History6 min readUpdated 2026-06-16

Port Colborne's Grain Elevators: The Lake Erie End of the Welland Canal

How a small Lake Erie harbour became one of Ontario's great grain ports — told through a 1920s postcard.

A postcard from about 1920

In the collection of the Niagara Falls Public Library there is a colour postcard, dated to about 1920, captioned simply "Grain Elevator, Port Colborne, Ont." It shows a massive brick building more than four storeys high, with a tall steel structure attached to one side and railway box cars drawn up beneath it. The card was produced for F. K. Brown, a local druggist and optician who, like many small-town merchants of the era, sold souvenir views of his community. It is a small object, barely thirteen centimetres wide, but it captures something large: the moment when Port Colborne stopped being a quiet harbour town and became one of the busiest grain-handling ports on the Great Lakes. The elevator in the picture is the reason.
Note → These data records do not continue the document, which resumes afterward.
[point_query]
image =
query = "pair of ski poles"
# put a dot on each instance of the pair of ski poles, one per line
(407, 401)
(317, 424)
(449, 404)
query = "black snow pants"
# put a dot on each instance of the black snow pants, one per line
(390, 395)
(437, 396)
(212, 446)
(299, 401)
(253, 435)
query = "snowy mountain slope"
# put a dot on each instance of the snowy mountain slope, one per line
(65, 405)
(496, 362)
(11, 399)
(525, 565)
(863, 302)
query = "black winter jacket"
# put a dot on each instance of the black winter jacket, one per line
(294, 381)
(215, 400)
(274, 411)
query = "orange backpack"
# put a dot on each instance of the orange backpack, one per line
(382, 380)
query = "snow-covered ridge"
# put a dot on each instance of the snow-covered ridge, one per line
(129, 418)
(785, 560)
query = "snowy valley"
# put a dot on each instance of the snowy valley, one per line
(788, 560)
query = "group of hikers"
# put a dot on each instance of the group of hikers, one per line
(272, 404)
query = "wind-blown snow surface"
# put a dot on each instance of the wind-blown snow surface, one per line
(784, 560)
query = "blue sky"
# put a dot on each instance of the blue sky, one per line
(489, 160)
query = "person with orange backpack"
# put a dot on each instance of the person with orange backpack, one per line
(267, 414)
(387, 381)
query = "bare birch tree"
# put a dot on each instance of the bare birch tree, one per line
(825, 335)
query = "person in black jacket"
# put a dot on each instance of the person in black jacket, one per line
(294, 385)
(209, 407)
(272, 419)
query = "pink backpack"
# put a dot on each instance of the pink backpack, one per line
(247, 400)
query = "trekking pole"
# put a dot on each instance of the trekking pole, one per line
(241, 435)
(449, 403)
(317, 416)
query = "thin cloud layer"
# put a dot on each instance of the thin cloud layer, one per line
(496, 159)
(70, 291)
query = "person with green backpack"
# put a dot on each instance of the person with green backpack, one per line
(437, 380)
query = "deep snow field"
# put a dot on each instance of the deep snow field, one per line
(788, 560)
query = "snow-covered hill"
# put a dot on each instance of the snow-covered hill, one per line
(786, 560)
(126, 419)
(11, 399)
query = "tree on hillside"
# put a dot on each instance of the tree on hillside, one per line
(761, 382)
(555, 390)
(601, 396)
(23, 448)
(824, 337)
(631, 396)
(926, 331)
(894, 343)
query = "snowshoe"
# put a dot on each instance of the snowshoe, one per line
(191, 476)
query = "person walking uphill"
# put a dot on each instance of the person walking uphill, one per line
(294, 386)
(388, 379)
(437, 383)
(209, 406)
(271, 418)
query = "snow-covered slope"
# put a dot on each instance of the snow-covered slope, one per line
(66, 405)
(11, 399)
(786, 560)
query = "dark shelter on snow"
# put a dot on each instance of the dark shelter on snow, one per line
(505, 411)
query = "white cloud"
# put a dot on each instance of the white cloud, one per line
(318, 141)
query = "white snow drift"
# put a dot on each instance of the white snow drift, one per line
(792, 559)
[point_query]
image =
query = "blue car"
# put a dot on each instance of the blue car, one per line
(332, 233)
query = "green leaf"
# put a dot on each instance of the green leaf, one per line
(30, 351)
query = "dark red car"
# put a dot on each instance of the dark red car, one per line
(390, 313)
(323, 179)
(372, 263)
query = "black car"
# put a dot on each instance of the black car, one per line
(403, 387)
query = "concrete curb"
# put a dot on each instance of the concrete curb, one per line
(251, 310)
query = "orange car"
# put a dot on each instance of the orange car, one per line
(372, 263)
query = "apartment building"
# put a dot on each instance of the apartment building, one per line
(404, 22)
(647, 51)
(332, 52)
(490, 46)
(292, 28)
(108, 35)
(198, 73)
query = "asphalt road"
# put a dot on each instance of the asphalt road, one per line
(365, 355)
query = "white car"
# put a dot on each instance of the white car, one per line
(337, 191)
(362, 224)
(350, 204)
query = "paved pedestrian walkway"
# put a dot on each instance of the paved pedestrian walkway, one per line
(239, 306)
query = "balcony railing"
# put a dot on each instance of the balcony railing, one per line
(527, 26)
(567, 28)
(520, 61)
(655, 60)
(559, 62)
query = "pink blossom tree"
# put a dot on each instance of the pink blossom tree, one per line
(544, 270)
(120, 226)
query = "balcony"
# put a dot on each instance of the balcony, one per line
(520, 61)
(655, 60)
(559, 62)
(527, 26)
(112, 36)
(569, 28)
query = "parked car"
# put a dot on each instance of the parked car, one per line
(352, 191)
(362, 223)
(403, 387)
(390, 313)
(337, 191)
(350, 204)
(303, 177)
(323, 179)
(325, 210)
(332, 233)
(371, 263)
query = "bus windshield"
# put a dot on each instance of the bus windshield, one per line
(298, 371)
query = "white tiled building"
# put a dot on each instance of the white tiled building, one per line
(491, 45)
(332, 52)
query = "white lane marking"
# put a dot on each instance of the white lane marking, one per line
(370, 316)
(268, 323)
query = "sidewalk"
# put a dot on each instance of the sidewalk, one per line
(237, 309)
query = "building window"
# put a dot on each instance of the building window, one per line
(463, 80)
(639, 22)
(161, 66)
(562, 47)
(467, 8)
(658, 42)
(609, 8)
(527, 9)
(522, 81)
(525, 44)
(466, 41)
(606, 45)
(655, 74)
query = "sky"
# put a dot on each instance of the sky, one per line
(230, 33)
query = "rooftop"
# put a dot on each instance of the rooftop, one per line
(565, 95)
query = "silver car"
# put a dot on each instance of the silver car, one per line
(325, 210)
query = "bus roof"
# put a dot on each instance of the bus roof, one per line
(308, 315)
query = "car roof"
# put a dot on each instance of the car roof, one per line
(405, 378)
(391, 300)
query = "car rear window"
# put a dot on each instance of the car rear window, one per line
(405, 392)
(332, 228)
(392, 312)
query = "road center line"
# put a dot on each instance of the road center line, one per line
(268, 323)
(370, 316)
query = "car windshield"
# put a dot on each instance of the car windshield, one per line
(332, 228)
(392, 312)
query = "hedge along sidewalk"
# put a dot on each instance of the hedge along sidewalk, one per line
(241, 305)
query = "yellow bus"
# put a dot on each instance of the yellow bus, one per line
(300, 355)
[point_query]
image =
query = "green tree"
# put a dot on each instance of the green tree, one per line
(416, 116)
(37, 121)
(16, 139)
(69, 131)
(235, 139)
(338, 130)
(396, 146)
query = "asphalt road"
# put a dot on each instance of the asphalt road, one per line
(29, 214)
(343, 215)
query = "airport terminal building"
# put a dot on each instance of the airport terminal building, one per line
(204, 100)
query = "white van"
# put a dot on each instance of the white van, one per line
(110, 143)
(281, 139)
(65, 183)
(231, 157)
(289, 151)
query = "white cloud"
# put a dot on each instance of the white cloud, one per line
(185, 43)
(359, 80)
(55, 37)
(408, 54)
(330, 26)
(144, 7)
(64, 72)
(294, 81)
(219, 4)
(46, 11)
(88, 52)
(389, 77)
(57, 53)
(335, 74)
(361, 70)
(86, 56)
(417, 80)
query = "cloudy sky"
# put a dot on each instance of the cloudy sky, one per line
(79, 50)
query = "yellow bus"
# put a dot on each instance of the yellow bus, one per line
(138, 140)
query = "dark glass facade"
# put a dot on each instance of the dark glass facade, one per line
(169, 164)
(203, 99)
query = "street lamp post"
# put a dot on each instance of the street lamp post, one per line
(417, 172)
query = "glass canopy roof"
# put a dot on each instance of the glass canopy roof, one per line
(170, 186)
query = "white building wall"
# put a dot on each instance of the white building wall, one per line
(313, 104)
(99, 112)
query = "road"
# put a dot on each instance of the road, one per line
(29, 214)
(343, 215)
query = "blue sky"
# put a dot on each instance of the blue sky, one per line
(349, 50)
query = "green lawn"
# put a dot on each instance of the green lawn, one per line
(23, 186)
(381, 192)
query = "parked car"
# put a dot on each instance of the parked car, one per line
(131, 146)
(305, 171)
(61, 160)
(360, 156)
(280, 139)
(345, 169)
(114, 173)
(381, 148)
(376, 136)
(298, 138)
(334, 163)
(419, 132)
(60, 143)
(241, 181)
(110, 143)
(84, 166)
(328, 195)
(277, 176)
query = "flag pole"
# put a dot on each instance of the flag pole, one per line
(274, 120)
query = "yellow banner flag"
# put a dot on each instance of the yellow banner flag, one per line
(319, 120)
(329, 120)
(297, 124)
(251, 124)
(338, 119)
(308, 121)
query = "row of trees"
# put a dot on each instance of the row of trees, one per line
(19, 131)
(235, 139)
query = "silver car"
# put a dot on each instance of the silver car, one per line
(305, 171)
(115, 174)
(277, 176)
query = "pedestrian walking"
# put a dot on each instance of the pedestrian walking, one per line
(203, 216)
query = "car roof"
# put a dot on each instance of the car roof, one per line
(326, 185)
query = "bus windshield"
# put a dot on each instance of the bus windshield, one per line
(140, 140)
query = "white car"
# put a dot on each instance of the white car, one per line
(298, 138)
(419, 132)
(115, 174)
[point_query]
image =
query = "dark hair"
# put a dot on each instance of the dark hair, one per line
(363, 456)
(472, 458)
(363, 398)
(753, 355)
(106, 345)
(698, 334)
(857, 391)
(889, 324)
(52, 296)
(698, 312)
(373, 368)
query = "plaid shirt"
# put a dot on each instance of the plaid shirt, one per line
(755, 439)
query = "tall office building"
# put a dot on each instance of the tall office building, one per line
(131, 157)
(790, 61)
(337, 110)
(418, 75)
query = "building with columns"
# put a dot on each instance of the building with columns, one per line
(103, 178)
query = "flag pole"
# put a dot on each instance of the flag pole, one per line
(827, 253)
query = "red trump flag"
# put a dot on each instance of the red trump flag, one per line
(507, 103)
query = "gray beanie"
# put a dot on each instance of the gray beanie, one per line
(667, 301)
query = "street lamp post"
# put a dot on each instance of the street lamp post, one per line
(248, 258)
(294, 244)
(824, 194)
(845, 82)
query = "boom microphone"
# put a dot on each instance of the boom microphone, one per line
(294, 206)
Why grain came to Port Colborne

Port Colborne sits on Lake Erie at the southern entrance to the Welland Canal, the waterway that lets ships climb the roughly hundred-metre difference between Lake Erie and Lake Ontario and bypass Niagara Falls. For grain moving east from the Canadian and American prairies, Port Colborne was a natural break-of-bulk point: large lake freighters could unload here, and cargo could be transferred to canal-sized vessels or to the railways. To handle that traffic the harbour needed enormous elevators to store grain between the lake boats and the next leg of the journey. By the early twentieth century the town's waterfront was lined with these towers, and grain transshipment and milling had become the engine of the local economy — the work that filled the box cars in the postcard.

What the building tells us

The structure in the postcard is typical of the great transfer elevators of its day: a brick-clad warehouse for storage paired with a steel marine leg — the tall attached tower — used to lift grain out of the holds of arriving ships. The railway cars underneath show the other half of the operation, moving grain inland by rail. Elevators like this were among the largest buildings most Ontarians of the 1920s had ever seen, and they were a point of civic pride, which is exactly why a druggist thought a picture of one would sell as a postcard. Over the following decades Port Colborne's grain and milling complex grew further, cementing the town's identity as a working Lake Erie port rather than a tourist resort.

Seeing the canal town today

The grain era is still legible in Port Colborne. The waterfront elevators and the Welland Canal that fed them remain the town's defining landmarks, and ship-watchers still gather where the canal meets Lake Erie to see lakers pass through. If you are exploring the southern Niagara region, Port Colborne pairs naturally with a day along the canal: you can trace the same route that carried the grain in the postcard, from the Lake Erie entrance up through the locks toward Lake Ontario. The town's heritage harbour, its main street, and the nearby Lake Erie beaches make it an easy, low-key half-day for anyone curious about how the canal shaped this corner of Ontario.

Frequently Asked Questions

Where is Port Colborne?

Port Colborne is a town on the north shore of Lake Erie in Ontario's Niagara Region. It sits at the southern entrance to the Welland Canal, the waterway that connects Lake Erie to Lake Ontario and lets ships bypass Niagara Falls.

Why did Port Colborne have such large grain elevators?

Because it was a break-of-bulk point on the Great Lakes. Large lake freighters carrying prairie grain unloaded at Port Colborne, where the cargo was stored in waterfront elevators before continuing east by canal vessel or railway. That traffic made grain handling and milling the centre of the local economy in the early 1900s.

How old is the grain elevator postcard?

The colour postcard held by the Niagara Falls Public Library is dated to about 1920. It was published for F. K. Brown, a Port Colborne druggist and optician, and is part of the library's Francis J. Petrie Collection.

Can you still see the Welland Canal at Port Colborne?

Yes. The Welland Canal's Lake Erie entrance and Lock 8 are in Port Colborne, and ship-watching remains one of the town's most popular activities. The historic waterfront and grain elevators are still defining features of the skyline.